A lo que la señorita Hellstrom respondió desplazando cinco metros a Uriel de una galleta.
—Jooooooooder —expresé con sinceridad.
—¡Lo siento! ¡Lo siento! —se disculpó la señorita Hellstrom—. ¡Ha sido un acto reflejo!
—No se preocupe, señorita Hellstrom —dijo Uriel, que estaba en el suelo sangrando por la nariz—. No ha sido culpa suya.
—Y bien, chico, ¿qué te ha parecido? —pregunté arrodillándome junto al arcángel.
—Debería probarlo, señor.
—Uriel, viejo amigo, ¿eso es sarcasmo?
—¿Eh?
—Anda, chaval, apóyate en mí. —Nos plantamos delante de la rubia—. ¿Y ahora, puede entrar el muchacho o no?
—Bueno, supongo que, técnicamente... Está bien. —Me miró fijamente—. Tú estás loco.

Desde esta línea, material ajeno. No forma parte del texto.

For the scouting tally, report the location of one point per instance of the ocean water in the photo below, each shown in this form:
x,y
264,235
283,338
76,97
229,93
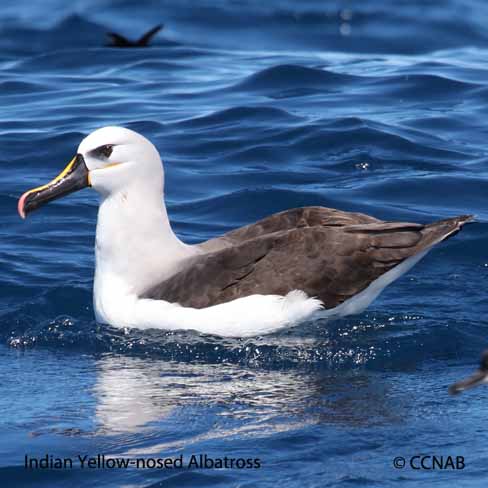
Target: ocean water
x,y
256,107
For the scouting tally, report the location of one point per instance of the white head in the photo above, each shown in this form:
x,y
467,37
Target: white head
x,y
110,159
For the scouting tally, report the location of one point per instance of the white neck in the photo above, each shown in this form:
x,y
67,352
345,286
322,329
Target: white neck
x,y
135,246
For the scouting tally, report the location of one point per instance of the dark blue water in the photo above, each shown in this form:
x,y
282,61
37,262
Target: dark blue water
x,y
256,107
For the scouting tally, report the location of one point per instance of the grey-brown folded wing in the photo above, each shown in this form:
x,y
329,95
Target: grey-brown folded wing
x,y
296,218
331,262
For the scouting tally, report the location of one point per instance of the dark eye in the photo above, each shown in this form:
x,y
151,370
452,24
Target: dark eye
x,y
105,151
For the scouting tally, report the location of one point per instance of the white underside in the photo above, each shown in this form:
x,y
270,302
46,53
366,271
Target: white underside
x,y
243,317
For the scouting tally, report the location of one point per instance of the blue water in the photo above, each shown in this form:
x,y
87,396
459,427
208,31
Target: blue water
x,y
256,107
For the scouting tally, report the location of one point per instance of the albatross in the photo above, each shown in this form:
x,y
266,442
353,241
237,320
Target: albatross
x,y
292,266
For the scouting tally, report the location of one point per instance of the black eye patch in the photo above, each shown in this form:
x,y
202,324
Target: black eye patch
x,y
103,151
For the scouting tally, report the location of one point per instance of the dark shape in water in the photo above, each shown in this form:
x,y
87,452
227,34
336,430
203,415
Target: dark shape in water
x,y
480,377
121,41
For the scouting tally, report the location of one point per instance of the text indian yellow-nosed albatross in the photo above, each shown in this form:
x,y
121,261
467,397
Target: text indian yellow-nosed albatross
x,y
289,267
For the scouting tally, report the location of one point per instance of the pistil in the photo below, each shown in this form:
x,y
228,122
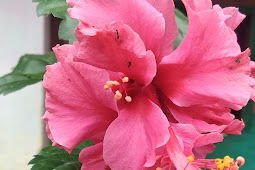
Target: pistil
x,y
122,88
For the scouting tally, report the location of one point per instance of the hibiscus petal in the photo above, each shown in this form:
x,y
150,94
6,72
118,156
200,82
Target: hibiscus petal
x,y
117,48
176,154
206,39
76,103
202,151
140,15
206,119
230,15
224,81
92,157
132,138
192,139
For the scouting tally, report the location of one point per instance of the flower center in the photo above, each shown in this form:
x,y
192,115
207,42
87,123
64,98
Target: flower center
x,y
121,88
226,163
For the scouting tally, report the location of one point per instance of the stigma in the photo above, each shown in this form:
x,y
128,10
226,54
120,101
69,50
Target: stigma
x,y
121,88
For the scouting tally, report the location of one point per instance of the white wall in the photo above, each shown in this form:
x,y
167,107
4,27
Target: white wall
x,y
21,31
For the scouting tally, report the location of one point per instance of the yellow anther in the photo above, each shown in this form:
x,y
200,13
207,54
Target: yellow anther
x,y
227,158
190,158
128,99
110,83
116,83
241,160
106,87
117,95
226,164
125,79
220,166
217,161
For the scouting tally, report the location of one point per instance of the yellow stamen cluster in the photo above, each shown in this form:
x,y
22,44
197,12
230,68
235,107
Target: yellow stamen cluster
x,y
190,158
225,163
125,79
240,161
128,99
117,95
109,84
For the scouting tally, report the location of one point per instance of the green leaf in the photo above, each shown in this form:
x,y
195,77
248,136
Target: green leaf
x,y
29,70
58,8
182,24
66,29
55,7
55,158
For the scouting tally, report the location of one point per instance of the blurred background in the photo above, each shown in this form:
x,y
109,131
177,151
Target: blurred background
x,y
21,126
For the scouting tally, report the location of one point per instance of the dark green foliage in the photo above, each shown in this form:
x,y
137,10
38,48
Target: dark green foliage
x,y
55,158
29,70
58,8
182,24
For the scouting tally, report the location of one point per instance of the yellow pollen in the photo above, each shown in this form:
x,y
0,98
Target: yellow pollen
x,y
117,95
241,160
106,87
110,83
116,83
190,158
220,166
125,79
128,99
217,161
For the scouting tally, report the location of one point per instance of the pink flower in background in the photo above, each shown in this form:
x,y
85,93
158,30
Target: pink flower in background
x,y
121,86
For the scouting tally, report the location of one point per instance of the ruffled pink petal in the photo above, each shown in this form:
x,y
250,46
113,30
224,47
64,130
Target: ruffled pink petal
x,y
166,7
224,81
231,14
78,108
140,15
192,139
176,154
131,139
234,127
117,48
206,119
92,157
202,151
206,39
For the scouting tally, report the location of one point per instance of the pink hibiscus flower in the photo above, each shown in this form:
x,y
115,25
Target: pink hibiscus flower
x,y
120,84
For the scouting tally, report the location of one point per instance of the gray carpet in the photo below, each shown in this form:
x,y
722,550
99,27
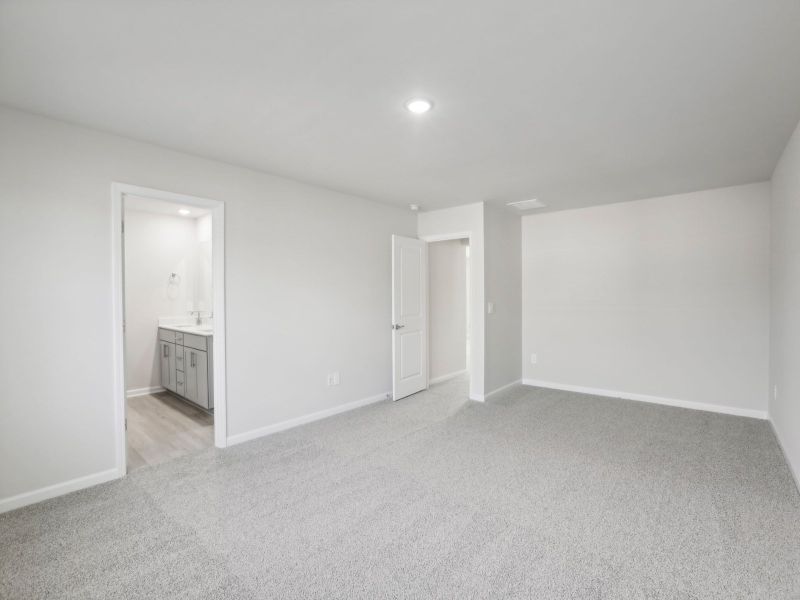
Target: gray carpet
x,y
537,494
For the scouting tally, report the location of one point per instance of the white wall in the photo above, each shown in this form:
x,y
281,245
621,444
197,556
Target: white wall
x,y
666,297
308,277
447,292
504,291
204,288
457,222
784,408
155,246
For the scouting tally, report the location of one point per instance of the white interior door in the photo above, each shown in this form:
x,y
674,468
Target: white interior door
x,y
409,316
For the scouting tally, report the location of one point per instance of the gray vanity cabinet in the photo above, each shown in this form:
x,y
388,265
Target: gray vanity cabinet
x,y
167,354
197,376
186,366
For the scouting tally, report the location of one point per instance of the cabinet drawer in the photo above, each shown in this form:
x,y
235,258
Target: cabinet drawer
x,y
198,342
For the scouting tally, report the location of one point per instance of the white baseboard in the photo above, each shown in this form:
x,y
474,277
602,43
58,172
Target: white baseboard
x,y
284,425
794,471
58,489
727,410
485,397
144,391
452,375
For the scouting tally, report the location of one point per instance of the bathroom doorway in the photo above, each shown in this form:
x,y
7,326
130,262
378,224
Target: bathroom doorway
x,y
169,306
449,330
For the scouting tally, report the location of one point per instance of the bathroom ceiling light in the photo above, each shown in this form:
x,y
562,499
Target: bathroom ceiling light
x,y
419,106
527,204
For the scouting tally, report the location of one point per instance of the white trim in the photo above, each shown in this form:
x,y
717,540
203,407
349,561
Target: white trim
x,y
291,423
485,397
445,237
217,209
795,472
144,391
447,377
58,489
717,408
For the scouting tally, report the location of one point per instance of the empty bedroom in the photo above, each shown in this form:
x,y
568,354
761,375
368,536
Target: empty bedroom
x,y
365,300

Lo sabes, ¿verdad?
—¿Acaso hay mayor locura que estar completamente cuerdo? —dije solemne, intentando que sonara a una cita de alguien más importante que yo.
—Lo que tú digas —dijo Marcia sin cambiar el semblante—. Seguidme.
—¿Qué está pensando, señor? —me preguntó Uriel. Una pregunta a todas luces absurda si hubiera reparado en que la dirección de mi mirada entraba en rumbo de colisión con el bamboleante trasero de la señorita Hellstrom.
      —¿Tú qué crees? La tía más maciza a este lado del Aqueronte, y yo sin pelotas. Definitivamente, esto debe de ser el Infierno.